Paulo Vistas diz que o financiamento comunitário da extensão até ao Cacém está inscrito, em conjunto com três outros projectos a nível nacional, como “investimento prioritário no Plano Estratégico de Transportes e Infra-estruturas — Horizonte 2014-20120 (PETI 3+) no seu ponto 14”. Este plano, acrescenta, “encontra-se junto ao Portugal 2020 — Acordo de Parceria 2014-2020, aprovado a 30 de Julho de 2014, suportando as prioridades a considerar para os transportes em Portugal” naquele período.
A perplexidade do autarca, prende-se ainda com o facto de ter tido “várias reuniões” com “diferentes membros do Governo, nomeadamente o secretário de Estado dos Transportes”, Sérgio Monteiro, “que sempre se mostrou cooperante, envolvido e disponível para apoiar o projecto”.

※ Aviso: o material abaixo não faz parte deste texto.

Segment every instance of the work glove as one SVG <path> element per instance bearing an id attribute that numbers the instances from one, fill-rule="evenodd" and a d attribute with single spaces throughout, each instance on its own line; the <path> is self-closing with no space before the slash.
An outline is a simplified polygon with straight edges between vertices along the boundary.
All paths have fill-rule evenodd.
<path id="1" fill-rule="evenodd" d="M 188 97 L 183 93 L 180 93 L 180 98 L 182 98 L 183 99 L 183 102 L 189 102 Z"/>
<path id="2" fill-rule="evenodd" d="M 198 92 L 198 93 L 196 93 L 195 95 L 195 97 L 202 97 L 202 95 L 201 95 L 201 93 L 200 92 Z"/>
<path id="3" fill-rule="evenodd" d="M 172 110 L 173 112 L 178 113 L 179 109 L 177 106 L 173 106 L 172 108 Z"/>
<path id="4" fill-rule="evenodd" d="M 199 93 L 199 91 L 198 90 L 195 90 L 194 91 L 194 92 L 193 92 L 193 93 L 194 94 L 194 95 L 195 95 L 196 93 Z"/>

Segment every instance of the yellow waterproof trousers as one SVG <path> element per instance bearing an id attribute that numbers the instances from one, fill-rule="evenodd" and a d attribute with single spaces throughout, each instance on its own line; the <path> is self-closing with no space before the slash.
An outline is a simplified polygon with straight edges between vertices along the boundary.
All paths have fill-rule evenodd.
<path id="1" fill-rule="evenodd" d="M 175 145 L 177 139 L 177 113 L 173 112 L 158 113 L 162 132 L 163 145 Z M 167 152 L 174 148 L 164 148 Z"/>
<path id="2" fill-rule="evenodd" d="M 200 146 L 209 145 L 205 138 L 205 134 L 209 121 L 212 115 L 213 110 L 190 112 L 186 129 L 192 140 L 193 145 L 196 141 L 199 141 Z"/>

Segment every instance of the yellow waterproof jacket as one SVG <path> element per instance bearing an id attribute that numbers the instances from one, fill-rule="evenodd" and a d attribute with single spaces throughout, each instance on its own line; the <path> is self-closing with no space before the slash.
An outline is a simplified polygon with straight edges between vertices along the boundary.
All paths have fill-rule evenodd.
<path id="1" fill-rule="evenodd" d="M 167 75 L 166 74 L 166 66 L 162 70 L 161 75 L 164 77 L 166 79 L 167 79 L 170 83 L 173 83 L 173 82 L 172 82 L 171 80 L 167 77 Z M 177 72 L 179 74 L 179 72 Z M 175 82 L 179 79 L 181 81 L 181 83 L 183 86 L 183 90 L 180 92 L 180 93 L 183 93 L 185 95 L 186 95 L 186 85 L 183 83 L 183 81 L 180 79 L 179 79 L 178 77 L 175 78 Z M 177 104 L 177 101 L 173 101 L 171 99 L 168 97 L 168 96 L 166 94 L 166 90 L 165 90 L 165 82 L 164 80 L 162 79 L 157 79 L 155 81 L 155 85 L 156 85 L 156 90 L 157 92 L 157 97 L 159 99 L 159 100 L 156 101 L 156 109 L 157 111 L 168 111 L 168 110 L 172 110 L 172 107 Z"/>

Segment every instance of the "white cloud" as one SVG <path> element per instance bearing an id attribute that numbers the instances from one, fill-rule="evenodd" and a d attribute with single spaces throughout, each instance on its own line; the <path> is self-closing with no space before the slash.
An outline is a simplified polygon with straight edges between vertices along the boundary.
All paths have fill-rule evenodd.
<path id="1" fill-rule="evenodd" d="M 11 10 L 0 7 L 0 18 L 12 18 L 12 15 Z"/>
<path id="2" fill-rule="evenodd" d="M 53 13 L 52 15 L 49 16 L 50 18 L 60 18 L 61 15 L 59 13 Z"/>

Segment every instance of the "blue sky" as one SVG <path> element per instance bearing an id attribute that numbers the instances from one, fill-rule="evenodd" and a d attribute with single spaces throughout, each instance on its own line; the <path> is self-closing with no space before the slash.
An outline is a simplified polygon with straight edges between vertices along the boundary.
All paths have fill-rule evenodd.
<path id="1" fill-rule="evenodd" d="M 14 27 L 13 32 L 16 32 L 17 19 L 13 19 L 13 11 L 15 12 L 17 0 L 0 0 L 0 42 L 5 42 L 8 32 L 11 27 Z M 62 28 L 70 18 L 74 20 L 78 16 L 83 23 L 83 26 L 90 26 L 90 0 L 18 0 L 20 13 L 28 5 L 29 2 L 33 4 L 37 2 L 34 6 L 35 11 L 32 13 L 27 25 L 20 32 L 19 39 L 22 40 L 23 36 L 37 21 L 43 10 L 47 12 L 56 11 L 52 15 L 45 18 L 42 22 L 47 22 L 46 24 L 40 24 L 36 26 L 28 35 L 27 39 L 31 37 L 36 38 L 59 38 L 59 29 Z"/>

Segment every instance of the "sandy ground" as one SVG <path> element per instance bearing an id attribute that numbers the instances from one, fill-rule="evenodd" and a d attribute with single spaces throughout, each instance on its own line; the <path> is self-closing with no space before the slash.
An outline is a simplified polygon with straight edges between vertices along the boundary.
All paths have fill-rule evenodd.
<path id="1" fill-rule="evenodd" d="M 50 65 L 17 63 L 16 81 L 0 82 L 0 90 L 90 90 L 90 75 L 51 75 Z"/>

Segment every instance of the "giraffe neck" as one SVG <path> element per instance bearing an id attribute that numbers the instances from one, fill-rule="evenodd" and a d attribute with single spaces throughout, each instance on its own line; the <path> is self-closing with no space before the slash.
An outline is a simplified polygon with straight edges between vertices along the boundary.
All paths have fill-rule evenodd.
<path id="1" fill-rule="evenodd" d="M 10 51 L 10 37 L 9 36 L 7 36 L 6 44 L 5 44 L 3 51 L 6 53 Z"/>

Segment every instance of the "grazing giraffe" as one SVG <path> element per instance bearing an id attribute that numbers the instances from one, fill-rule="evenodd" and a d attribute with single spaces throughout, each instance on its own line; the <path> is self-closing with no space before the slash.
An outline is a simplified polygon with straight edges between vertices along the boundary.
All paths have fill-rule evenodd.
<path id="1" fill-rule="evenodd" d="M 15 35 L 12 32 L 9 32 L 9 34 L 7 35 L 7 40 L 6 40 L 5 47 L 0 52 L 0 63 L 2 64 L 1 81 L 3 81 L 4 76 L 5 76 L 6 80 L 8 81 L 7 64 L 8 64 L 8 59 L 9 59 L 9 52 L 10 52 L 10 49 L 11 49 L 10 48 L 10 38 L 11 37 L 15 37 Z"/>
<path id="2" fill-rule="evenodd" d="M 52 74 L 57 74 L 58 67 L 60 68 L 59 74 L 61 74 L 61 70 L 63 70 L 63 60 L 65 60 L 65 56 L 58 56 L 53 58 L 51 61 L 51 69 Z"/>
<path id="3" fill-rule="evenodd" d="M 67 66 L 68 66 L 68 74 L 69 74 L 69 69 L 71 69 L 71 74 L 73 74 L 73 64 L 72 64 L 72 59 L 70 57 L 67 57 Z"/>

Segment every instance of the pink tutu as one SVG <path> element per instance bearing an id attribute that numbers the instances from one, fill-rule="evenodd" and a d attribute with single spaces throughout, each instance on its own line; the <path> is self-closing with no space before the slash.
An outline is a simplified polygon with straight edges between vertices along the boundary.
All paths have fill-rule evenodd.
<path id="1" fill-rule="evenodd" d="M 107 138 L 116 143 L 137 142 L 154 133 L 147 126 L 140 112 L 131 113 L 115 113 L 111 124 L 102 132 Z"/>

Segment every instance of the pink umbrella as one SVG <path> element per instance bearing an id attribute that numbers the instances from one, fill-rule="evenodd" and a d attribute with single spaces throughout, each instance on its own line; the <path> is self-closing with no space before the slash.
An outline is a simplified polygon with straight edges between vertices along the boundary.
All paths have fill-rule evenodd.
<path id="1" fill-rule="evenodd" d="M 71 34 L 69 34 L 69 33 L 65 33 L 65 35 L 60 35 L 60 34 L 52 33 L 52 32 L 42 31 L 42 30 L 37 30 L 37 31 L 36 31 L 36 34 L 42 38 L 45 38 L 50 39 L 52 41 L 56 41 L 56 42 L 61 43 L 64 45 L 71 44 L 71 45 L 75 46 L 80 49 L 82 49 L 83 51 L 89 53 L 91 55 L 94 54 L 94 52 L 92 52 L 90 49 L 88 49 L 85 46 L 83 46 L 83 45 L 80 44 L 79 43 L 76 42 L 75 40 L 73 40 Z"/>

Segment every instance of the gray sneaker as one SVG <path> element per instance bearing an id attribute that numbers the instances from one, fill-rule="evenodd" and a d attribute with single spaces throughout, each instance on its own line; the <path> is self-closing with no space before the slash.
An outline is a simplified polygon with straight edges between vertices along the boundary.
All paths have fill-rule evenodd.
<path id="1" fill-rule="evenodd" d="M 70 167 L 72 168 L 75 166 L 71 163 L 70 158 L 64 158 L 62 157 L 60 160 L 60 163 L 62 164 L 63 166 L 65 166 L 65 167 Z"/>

O que Paulo Vistas não pode dizer é que tenha sido apanhado de surpresa com a decisão ministerial. Isto porque já no início deste ano tinha sido confrontado pela Inspecção-Geral de Finanças (IGF), para efeitos de exercício do contraditório do munícipio, com um projecto de relatório que apontava para a extinção da SATUO. Nas respostas enviadas em Março, o município contestou o entendimento da IGF, alegando, designadamente, que o prejuízo da empresa “tem vindo a ser integralmente suportado pelo accionista privado (...) não onerando as contas municipais e públicas”.
Estes argumentos não convenceram a IGF que considerou estarem preenchidos três dos quatro requisitos legais que obrigam, desde 2012, à dissolução das empresas municipais, desde que se verifique um deles. Um desses requisitos é a existência nos três anos anteriores à publicação da lei de resultados líquidos negativos. E a SATUO apresentou resultados negativos de 3,3 milhões de euros em 2009; 2,9 em 2010; e 3,1 em 2011.
O relatório nota, por outro lado, que a tese de que o prejuízo da SATUO não onera as contas municipais “não corresponde aos factos apurados” pelos inspectores.
"Erros crassos" e descontextualização
A IGF recorda as conclusões de uma auditoria que efectuou ao município de Oeiras em 2006, onde diz que a criação da SATUO, em 2001, não tinha “salvaguardado o interesse público municipal”. A dissolução oficiosa da empresa foi proposta pela IGF em Julho, tendo obtido a concordância do secretário de Estado do Orçamento a 18 de Agosto e da ministra a 29 desse mês.
De acordo com o gabinete de Paulo Vistas, o relatório que fundamenta essa proposta “apresenta erros crassos”, ”descontextualiza alguns dados” e “em muitas passagens, pura e simplesmente não tem em consideração o contraditório apresentado pelo município de Oeiras”.
A participação financeira da Câmara de Sintra no prolongamento do SATU tinha sido objecto de um protocolo celebrado em 2009 entre Fernando Seara e Isaltino Morais, mas Basílio Horta, o actual autarca de Sintra, disse ontem ao PÚBLICO que nunca esteve interessado nesse projecto. “Temos outras prioridades, de natureza social, e não vamos cumprir esse protocolo”, afirmou.
Por parte da oposição camarária de Oeiras, o PS mostrou-se nos últimos anos contrário ao prosseguimento do projecto do SATU e o seu candidato à câmara nas eleições do ano passado, Marcos Sá, chegou a garantir que, se fosse eleito, acabaria com ele. “Eu não estou cá para fazer fretes à Teixeira Duarte, estou cá para defender os interesses dos munícipes”, afirmou nessa altura em entrevista ao PÚBLICO.
O Ministério das Finanças, a Secretaria de Estado dos Transportes e a Teixeira Duarte não responderam às perguntas que na sexta-feira lhe foram dirigidas pelo PÚBLICO sobre o fim do SATU. Quanto ao futuro, Paulo Vistas, diz que “está a avaliar e a estudar os possíveis caminhos a seguir.”